For months we worked on trusting. I was inexperienced and naive and easily frustrated, but he stuck with me through everything. He began a new life as a wonderfully talented dressage horse. He blossomed right before my eyes, a beautiful deep red-bay with a heart as big as they come. He came with his quirks: a chronic weaver, tirelessly herd bound. However, many of his other issues were caused by people: he had ulcers and a terrible case of cold back. Yet his desire to please, even when he was terrified (if not for no reason, as he often was) overpowered it all.

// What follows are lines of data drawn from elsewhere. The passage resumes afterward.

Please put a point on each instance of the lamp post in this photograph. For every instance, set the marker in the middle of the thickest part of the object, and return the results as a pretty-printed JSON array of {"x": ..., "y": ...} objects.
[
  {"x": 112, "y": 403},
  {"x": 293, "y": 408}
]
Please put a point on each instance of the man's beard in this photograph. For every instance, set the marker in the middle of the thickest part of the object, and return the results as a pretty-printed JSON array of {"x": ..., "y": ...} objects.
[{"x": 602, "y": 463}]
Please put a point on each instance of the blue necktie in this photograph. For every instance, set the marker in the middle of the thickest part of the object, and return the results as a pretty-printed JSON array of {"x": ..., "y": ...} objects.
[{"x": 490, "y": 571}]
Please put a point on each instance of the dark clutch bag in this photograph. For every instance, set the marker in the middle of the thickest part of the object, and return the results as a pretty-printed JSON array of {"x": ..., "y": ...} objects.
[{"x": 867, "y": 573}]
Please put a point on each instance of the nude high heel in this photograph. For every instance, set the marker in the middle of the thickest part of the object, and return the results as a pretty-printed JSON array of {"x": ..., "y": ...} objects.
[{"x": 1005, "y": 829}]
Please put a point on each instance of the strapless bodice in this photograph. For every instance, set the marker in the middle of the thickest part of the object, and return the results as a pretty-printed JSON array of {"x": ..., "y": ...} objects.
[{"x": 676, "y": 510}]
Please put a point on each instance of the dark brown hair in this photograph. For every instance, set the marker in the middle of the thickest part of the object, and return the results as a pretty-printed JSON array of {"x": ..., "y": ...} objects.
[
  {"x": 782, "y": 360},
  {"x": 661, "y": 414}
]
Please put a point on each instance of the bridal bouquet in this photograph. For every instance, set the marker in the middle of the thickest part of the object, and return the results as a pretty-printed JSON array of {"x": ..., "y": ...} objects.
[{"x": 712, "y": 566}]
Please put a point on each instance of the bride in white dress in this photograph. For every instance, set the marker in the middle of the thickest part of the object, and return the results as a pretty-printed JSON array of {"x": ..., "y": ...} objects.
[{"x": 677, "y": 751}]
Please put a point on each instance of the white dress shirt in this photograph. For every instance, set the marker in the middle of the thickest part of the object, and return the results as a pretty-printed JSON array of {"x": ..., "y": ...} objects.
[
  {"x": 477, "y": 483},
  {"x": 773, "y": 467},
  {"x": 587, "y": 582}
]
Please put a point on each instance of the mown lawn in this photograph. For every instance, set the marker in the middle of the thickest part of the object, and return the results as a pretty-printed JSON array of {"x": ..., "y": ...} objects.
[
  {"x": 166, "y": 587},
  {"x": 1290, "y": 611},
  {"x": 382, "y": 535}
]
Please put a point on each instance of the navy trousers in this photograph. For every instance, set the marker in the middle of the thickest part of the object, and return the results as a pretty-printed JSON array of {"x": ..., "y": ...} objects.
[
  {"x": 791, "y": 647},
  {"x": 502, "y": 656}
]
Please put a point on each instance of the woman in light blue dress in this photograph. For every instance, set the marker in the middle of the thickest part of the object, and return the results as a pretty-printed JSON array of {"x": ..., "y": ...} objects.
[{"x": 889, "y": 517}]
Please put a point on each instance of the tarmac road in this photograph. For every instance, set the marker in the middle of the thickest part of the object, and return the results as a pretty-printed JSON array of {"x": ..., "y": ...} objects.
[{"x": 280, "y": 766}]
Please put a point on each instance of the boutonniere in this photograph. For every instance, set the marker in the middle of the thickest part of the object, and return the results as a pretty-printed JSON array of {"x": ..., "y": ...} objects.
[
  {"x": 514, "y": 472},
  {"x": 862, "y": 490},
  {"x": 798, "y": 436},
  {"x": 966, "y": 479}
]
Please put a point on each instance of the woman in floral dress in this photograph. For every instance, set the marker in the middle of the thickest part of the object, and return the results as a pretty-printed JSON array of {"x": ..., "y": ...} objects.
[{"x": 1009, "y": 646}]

He came through 5 homes. He lived through unknown abuses. He spent most of his life in some level of pain. He suffered two "career ending" injuries, he went missing once, and when he finally came to school with me, the sigh of relief as he walked off the trailer was enough to cloud my eyes with tears.
I have lost a piece of myself in his passing, but I am more whole than I was before he entered my life. I still hear him whinny in the distance, and I feel his presence in the barn. He is always there with me in some respect. Physically he is gone, but the lessons he taught me will be with me until I meet him again.
March 14th, 1980 to June 27th, 2011. It is with immense love and honor that I knew and cared for him.
Show Name: Jam Session Barn Name: Ernest/Ernie Registered Name (Jockey Club): Krohn of My Own Sire: Dr. Krohn (Arts and Letters x Lady Swaps) Dam: Princess Paulette (Moonlight Express x Warewup) Breed: Thoroughbred Color: bay Markings: Roaning on right front pastern, white splash on face over right eye Height: 15.3 DOB: March 14th, 1980
DOD: June 27th, 2011 Disciplines: Dressage with the occasional hack
Show Name: AMS Boudicca Barn Name: Stella Sire: Diamond MajorLeaguer Dam: Artful Dreamer Breed: Appendix (TBxQH) Color: chestnut Markings: "longhorn" on muzzle, white coronary band on LH Height: 15.2 DOB: April, 2007 Disciplines: Dressage in training
Horsemanship: the practice of working with horses. Survivorship: the state or condition of being a survivor. Lifemanship: the art of getting through it all. If you're taking in breath, you're practicing lifemanship. Each of us has our own ways of finding our path. In my particular case, horses have played a tremendous guiding role in helping me understand, well, everything. Along your trek, dark days are inevitable. Whether you become aware of it or not, you bear the scars of trauma in some form. If you're lucky, you find a way to channel all that emotional junk into a (dys?)functional way of being. I'm blessed enough to have discovered genus equus caballus. We all could learn a thing or two from a horse. So welcome to the journey. Hope you brought your ridin' boots.